Online trolling, bullying, and spamming are annoying online problems most internet users may encounter at some point in time. Founders Jennifer Dyer and Kiaran Sim created an app to help with unpleasant digital messiness. According to a 2019 press release, the Southern California startup called Yappa World Inc. debuted a free audio and video commenting tool for news and entertainment sites, blogs, and all publisher websites. Audio-only or video comments called “Yaps” transcend the traditional text-based approach of online communications. Instead, website visitors would record an audio-only or video clip of their comment. It could be embedded into the Yappa plugin on articles or blog posts, not typed.
On Yappa’s website, the company is described as one that is in the development-stage. It is designed to maximize a website’s content/audience participation in a simple yet needed manner.
“Publishers can create their own social media environment and because communication is via an audio/visual feed, it brings more civility to online discourse and allows both publishers and end users to build beautiful communities where debate and comments are non-toxic,” Dyer said in the press release.

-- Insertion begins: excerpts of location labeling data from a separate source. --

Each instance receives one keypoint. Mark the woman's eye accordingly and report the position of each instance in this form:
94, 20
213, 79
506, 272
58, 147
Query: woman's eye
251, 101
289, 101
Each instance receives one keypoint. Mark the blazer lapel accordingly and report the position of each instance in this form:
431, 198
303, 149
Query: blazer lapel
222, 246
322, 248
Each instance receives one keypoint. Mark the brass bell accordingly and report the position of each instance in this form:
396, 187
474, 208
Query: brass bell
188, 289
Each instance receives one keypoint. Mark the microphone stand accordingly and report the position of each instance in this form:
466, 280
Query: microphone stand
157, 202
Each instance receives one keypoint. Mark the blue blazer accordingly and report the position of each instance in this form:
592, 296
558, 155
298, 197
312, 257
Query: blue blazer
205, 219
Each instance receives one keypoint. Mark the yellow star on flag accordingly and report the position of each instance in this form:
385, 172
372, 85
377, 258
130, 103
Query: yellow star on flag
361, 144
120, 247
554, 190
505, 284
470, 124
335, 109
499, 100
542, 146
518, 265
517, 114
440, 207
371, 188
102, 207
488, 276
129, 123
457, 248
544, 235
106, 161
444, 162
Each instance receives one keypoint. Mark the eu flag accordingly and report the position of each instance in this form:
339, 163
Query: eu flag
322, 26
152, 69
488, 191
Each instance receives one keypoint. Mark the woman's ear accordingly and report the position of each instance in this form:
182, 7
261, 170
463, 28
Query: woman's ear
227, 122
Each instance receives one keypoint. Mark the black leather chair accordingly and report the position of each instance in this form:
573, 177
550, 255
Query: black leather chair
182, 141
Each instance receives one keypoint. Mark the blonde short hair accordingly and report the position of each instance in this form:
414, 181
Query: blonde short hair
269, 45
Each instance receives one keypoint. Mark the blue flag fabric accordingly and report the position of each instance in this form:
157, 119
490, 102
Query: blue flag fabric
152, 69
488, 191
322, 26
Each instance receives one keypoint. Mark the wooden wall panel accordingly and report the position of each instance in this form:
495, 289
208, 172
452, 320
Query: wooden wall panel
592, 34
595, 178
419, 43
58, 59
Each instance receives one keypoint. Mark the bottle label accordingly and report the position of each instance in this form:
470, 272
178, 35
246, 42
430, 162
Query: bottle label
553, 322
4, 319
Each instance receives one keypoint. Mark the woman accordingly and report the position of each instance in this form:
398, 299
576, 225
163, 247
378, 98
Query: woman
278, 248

Dyer also mentioned that community standards can be set by the administrator. With the help of Yappa, users can be flagged for alleged profanity, pornography, bullying, and hate speech, or even be banned from the site for violations.
“We truly believe that text-based commenting is archaic. Many times comment sections are littered with unproductive toxicity. It’s much harder to be rude if you’re using your voice,” Sim, chief operating officer for Yappa, also said in the press release.

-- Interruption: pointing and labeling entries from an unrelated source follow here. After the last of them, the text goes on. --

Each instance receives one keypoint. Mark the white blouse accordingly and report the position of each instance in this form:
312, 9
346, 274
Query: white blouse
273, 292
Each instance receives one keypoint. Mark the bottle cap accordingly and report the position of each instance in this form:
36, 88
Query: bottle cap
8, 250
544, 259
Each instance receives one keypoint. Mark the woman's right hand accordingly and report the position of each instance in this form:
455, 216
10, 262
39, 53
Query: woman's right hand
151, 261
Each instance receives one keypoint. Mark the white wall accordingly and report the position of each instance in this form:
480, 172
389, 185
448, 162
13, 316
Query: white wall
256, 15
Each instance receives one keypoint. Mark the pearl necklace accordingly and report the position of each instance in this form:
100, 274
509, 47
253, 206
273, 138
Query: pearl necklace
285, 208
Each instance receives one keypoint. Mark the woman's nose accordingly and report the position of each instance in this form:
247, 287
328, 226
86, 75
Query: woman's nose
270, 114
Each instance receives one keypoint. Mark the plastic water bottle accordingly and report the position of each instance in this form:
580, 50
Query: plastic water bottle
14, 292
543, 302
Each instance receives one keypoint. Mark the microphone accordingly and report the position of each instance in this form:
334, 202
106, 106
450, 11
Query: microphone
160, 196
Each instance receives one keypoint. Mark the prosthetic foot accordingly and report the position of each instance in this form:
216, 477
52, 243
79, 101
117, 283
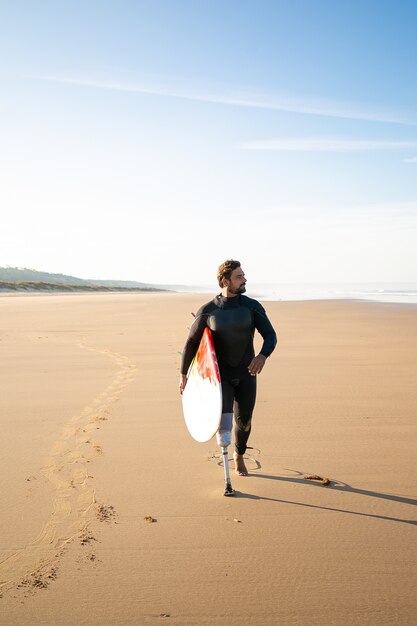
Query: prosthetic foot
224, 438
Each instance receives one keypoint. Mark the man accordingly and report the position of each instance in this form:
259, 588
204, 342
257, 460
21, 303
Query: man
233, 318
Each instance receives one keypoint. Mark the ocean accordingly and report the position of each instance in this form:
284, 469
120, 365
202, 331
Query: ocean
401, 293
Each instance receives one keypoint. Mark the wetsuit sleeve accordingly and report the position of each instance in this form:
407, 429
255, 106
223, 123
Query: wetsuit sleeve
265, 328
193, 341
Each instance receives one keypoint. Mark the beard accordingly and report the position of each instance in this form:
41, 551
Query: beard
237, 290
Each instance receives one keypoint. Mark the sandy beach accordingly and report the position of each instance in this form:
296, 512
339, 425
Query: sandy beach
93, 443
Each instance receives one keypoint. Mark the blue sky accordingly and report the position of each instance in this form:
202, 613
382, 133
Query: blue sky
151, 140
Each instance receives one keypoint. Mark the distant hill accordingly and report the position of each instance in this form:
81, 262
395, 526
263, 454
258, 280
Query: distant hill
24, 279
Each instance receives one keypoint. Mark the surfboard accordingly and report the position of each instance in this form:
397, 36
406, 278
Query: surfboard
202, 396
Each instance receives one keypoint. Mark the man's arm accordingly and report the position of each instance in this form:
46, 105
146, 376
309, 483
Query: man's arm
265, 328
191, 345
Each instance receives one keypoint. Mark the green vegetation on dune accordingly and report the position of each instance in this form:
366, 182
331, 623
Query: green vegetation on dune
42, 286
24, 279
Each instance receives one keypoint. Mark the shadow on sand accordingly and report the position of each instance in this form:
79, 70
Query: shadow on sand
335, 485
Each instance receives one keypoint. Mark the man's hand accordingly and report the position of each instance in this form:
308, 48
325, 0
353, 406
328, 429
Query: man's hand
257, 364
183, 382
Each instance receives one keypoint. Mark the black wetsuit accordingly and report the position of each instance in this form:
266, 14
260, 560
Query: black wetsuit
233, 322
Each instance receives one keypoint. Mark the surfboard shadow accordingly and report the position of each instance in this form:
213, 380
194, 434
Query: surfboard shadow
335, 485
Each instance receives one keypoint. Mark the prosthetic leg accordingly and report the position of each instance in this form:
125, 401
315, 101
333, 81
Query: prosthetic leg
224, 439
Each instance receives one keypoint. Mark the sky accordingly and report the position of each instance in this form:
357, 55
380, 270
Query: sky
151, 140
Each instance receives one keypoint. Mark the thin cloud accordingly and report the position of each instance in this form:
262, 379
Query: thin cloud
326, 145
278, 103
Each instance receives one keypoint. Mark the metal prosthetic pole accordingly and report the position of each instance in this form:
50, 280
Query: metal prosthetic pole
228, 489
224, 438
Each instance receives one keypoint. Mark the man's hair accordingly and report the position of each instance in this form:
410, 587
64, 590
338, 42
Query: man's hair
225, 270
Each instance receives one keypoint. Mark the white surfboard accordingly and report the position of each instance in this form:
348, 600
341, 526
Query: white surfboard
202, 396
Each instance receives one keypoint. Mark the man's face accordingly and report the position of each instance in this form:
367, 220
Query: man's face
236, 283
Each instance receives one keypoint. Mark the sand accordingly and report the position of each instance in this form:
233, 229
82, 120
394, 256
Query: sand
93, 443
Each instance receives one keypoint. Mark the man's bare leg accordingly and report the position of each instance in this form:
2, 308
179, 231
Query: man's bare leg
240, 467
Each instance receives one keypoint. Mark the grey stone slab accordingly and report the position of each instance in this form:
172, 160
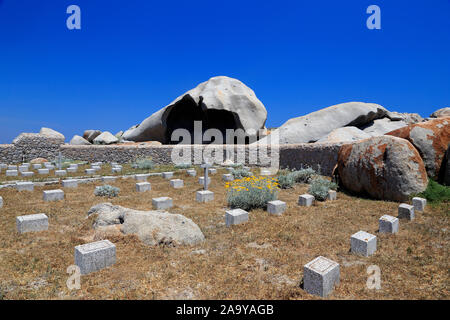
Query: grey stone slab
90, 171
162, 203
116, 170
332, 195
141, 177
60, 172
204, 196
177, 183
306, 200
108, 179
72, 170
43, 171
276, 207
167, 175
191, 172
406, 211
143, 186
53, 195
388, 224
32, 223
95, 256
11, 173
201, 180
320, 276
25, 186
27, 174
227, 177
70, 183
419, 204
363, 243
235, 216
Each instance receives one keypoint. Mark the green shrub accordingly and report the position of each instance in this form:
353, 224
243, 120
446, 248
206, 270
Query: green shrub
183, 166
147, 164
107, 191
319, 188
252, 192
304, 175
240, 173
436, 193
286, 180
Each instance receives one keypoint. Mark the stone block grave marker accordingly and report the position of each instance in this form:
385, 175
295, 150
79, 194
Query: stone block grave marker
53, 195
363, 243
143, 186
204, 196
406, 211
320, 276
306, 200
388, 224
162, 203
276, 207
32, 223
94, 256
235, 216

As an update, Forbes recently reported a major financial win for Yappa, which was founded in 2015. According to the interview, Yappa announced a $3.5 million Series A led by Future Media Limited. Most of the new funding will go toward expanding existing features. In the interview, Forbes also reported that Sim pointed out a key component to the app’s appeal. When using one’s voice, a person is more careful of what is being said than when typing from a keyboard.